Quickstart¶

Eager to get started? This page gives a good introduction in how to get started with newspaper. This assumes you already have newspaper installed. If you do not, head over to the Installation section.

Building a news source¶

Source objects are an abstraction of online news media websites like CNN or ESPN. You can initialize them in two different ways.

Building a Source will extract its categories, feeds, articles, brand, and description for you.

You may also provide configuration parameters like language, browser_user_agent, and etc seamlessly. Navigate to the advanced section for details.

>>> import newspaper
>>> cnn_paper = newspaper.build('http://cnn.com')

>>> sina_paper = newspaper.build('http://www.lemonde.fr/', language='fr')

However, if needed, you may also play with the lower level Source object as described in the advanced section.

Extracting articles¶

Every news source has a set of recent articles.

The following examples assume that a news source has been initialized and built.

>>> for article in cnn_paper.articles:
>>>     print(article.url)

u'http://www.cnn.com/2013/11/27/justice/tucson-arizona-captive-girls/'
u'http://www.cnn.com/2013/12/11/us/texas-teen-dwi-wreck/index.html'
...

>>> print(cnn_paper.size()) # cnn has 3100 articles
3100

Article caching¶

By default, newspaper caches all previously extracted articles and eliminates any article which it has already extracted.

This feature exists to prevent duplicate articles and to increase extraction speed.

>>> cbs_paper = newspaper.build('http://cbs.com')
>>> cbs_paper.size()
1030

>>> cbs_paper = newspaper.build('http://cbs.com')
>>> cbs_paper.size()
2

The return value of cbs_paper.size() changes from 1030 to 2 because when we first crawled cbs we found 1030 articles. However, on our second crawl, we eliminate all articles which have already been crawled.

This means 2 new articles have been published since our first extraction.

You may opt out of this feature with the memoize_articles parameter.
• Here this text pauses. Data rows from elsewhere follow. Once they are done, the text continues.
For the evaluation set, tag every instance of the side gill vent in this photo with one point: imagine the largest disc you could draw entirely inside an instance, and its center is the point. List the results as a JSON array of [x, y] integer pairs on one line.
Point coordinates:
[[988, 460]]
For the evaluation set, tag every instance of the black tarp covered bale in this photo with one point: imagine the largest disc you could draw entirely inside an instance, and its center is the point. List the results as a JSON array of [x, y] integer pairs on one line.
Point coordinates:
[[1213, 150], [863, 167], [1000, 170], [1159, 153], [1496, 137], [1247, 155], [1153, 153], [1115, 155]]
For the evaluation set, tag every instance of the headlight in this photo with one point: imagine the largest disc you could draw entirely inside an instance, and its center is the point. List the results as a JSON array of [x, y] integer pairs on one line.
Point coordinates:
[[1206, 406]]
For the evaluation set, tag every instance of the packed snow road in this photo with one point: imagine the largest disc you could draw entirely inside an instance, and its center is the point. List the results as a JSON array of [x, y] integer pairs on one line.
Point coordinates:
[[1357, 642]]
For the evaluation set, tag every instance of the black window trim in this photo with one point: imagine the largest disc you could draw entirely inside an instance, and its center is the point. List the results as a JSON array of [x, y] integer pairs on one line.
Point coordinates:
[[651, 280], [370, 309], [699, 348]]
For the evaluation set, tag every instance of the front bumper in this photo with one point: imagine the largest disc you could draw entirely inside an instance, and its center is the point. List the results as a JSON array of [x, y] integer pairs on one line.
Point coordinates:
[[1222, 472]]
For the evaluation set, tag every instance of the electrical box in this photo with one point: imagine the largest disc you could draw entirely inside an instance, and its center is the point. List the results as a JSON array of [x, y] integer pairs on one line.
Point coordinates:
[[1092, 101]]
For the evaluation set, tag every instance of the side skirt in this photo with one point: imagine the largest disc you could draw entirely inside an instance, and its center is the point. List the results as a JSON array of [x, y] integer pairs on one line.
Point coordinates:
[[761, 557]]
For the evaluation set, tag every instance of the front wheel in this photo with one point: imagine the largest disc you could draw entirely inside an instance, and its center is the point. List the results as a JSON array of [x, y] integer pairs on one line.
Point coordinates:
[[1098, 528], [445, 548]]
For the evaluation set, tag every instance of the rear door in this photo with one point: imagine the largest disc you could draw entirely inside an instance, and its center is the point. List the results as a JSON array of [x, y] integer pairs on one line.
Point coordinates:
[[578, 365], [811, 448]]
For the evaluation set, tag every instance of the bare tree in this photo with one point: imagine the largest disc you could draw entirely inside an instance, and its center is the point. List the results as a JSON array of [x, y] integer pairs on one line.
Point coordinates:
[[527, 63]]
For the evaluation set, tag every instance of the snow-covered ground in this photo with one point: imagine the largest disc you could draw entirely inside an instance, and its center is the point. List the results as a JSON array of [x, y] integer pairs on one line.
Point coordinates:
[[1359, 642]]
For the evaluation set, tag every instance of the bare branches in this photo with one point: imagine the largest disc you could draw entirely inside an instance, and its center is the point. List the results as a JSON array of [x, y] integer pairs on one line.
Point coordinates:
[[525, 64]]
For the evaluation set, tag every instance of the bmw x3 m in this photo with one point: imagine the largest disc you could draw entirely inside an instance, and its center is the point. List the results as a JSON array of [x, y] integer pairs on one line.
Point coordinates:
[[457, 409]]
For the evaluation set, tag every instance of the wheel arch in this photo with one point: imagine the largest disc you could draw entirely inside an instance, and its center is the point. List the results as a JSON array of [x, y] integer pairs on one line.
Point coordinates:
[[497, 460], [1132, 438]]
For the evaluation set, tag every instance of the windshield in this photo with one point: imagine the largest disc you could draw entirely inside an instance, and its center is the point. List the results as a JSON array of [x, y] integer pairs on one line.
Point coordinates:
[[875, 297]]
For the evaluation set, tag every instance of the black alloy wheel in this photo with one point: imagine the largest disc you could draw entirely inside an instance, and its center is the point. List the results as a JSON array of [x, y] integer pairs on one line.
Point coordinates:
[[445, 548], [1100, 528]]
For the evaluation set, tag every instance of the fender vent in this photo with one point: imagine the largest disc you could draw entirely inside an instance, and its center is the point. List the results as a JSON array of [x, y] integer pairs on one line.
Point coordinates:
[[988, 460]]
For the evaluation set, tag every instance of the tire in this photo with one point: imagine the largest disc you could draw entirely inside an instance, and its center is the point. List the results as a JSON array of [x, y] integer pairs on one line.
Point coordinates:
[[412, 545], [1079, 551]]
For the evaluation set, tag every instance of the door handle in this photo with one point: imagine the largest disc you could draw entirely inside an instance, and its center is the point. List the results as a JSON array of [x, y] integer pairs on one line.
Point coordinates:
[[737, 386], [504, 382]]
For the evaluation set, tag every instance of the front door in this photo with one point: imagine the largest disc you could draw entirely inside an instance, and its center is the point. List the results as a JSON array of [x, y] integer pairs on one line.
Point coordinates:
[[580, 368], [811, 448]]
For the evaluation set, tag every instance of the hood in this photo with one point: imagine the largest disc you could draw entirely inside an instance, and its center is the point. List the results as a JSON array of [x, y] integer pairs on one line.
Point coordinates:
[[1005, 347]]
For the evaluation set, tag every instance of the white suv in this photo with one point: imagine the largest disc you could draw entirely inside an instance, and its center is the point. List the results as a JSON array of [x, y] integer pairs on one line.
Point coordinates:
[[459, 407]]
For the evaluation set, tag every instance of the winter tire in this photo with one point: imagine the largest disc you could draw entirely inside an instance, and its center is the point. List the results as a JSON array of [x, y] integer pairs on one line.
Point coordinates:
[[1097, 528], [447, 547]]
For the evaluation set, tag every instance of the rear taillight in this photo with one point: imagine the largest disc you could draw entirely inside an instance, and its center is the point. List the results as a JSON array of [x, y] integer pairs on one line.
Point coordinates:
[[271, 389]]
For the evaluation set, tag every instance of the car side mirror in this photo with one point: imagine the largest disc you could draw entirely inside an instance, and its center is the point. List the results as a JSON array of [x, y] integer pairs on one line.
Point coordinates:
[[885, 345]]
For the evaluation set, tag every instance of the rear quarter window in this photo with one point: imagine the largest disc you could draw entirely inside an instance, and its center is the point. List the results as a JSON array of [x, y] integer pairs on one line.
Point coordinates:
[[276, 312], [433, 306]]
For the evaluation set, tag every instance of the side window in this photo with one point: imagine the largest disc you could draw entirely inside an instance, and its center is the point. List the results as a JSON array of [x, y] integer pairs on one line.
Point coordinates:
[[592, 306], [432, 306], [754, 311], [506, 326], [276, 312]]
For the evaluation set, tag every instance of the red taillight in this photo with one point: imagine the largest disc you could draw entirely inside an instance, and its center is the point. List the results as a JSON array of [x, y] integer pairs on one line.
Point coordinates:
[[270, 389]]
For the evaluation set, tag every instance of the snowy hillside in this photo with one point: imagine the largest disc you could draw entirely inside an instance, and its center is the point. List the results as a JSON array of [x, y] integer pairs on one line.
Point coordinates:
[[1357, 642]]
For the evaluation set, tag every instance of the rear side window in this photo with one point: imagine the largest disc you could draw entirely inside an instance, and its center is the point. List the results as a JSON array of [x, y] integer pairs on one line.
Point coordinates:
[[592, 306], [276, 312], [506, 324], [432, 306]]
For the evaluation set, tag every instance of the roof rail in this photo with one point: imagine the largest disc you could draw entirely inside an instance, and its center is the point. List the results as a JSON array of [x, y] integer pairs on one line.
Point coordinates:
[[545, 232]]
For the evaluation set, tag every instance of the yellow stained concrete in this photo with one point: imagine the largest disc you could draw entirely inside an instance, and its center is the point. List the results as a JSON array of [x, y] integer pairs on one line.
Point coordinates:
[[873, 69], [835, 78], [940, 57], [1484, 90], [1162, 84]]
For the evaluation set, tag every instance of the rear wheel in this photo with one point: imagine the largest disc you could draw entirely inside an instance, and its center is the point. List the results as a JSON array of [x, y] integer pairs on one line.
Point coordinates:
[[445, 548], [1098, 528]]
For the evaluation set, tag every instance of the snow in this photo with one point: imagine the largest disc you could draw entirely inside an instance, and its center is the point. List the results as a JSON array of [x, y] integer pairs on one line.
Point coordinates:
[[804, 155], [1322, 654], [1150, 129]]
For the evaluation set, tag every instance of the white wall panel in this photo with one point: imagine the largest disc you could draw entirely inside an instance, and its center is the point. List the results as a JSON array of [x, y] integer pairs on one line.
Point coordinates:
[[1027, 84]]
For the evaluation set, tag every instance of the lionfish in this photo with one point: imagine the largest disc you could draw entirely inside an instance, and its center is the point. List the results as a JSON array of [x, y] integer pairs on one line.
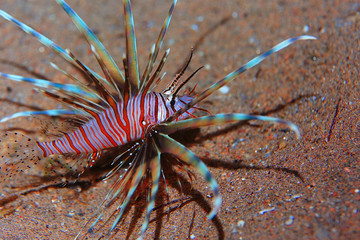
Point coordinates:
[[121, 108]]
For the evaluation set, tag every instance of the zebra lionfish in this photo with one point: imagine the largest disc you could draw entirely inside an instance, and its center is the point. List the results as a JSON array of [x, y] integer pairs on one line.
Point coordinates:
[[120, 108]]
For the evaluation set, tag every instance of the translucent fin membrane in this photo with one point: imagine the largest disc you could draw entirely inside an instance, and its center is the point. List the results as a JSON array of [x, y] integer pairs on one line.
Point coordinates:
[[231, 76], [19, 153]]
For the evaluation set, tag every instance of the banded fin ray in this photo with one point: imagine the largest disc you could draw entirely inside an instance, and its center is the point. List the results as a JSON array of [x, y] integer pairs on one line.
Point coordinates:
[[231, 76], [43, 40]]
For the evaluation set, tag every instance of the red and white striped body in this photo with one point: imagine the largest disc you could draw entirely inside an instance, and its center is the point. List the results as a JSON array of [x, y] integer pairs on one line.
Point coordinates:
[[116, 127]]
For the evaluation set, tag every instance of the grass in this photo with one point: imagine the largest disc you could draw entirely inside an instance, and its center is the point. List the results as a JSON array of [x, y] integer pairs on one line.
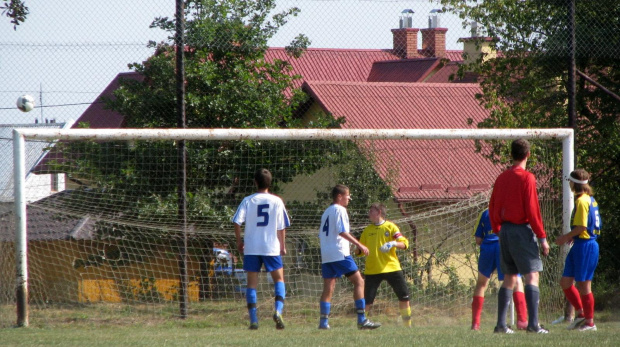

You may also pass in the lower level``Config`` objects as covered in the advanced section.

>>> import newspaper

>>> cbs_paper = newspaper.build('http://cbs.com', memoize_articles=False)
>>> cbs_paper.size()
1030

>>> cbs_paper = newspaper.build('http://cbs.com', memoize_articles=False)
>>> cbs_paper.size()
1030

Extracting Source categories¶

>>> for category in cnn_paper.category_urls():
>>>     print(category)

u'http://lifestyle.cnn.com'
u'http://cnn.com/world'
u'http://tech.cnn.com'
...

Extracting Source feeds¶

>>> for feed_url in cnn_paper.feed_urls():
>>>     print(feed_url)

u'http://rss.cnn.com/rss/cnn_crime.rss'
u'http://rss.cnn.com/rss/cnn_tech.rss'
...

Extracting Source brand & description¶

>>> print(cnn_paper.brand)
u'cnn'

>>> print(cnn_paper.description)
u'CNN.com delivers the latest breaking news and information on the latest...'

News Articles¶

Article objects are abstractions of news articles. For example, a news Source would be CNN while a news Article would be a specific CNN article. You may reference an Article from an existing news Source or initialize one by itself.

Referencing it from a Source.

>>> first_article = cnn_paper.articles[0]

Initializing an Article by itself.

>>> from newspaper import Article
>>> first_article = Article(url="http://www.lemonde.fr/...", language='fr')

Note the similar language= named paramater above. All the config parameters as described for Source objects also apply for Article objects! Source and Article objects have a very similar api.

There are endless possibilities on how we can manipulate and build articles.

Downloading an Article¶

We begin by calling download() on an article. If you are interested in how to quickly download articles concurrently with multi-threading check out the advanced section.

>>> first_article = cnn_paper.articles[0]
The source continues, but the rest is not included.